The compliance programme should also be adapted to incorporate recommendations from investigations into alleged violations, taking into account lessons learnt to improve the framework for the future.
To be effective against the threat of fraud, corruption and misconduct, organisations should have a robust cross-border investigations methodology which will enable them to respond efficiently and effectively to violations. An effective response programme should clearly set out the response to an alleged violation including who is responsible for leading the investigation, how the alleged wrongdoer is dealt with, and the process for investigating the alleged violation including procedures for maintaining the integrity of the data.
The response programme should also set clear guidelines for the use of external lawyers to establish legal privilege if applicable, and make decisions regarding disclosure to the regulators.

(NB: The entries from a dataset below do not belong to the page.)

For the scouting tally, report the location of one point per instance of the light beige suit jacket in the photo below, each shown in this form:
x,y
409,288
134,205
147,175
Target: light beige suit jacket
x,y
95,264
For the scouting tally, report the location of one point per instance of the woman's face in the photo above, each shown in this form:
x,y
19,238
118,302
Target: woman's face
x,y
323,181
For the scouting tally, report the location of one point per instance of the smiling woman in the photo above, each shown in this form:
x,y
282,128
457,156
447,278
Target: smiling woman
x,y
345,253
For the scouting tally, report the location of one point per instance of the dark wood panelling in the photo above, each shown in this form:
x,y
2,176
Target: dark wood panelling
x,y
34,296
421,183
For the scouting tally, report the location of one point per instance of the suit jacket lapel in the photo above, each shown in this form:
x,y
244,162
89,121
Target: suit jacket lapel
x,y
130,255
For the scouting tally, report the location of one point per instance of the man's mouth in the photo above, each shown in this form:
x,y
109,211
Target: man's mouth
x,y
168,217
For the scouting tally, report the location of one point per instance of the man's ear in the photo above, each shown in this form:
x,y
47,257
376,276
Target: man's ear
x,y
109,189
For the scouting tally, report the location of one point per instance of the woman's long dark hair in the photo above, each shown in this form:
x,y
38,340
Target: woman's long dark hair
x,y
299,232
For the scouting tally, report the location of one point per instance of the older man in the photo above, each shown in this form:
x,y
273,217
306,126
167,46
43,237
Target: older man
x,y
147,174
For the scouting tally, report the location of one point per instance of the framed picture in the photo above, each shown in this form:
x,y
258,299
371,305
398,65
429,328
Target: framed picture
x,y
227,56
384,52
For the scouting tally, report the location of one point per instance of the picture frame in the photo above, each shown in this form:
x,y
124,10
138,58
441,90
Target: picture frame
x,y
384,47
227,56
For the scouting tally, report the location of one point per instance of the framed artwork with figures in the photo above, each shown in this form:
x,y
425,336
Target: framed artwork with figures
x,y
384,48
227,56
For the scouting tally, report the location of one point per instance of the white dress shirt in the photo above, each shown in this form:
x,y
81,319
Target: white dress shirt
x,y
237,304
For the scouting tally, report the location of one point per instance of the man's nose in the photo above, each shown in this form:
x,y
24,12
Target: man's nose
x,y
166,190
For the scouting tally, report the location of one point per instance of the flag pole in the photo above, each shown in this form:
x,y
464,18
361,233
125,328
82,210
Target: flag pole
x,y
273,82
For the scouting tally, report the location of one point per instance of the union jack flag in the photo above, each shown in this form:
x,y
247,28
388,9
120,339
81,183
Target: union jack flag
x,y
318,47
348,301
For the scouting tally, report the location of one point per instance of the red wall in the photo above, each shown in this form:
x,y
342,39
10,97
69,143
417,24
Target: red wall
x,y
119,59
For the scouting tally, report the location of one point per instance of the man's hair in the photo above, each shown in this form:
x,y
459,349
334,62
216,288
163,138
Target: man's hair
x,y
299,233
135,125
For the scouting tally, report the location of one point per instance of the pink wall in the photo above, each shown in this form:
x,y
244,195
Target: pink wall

It should also address when professional services firms are to be used to conduct an independent investigation.
Non-compliance of anti-bribery and corruption laws can be severe. For example, failure to comply with the US FCPA could result in fines in the tens of millions of dollars including potential disgorgement of profits from illicitly-gained contracts.
With increased activity by both the US and UK regulators, plus the ongoing negative business perception of corruption among the emerging markets, failure to take action to prevent, detect and respond to bribery and corruption, could prove expensive.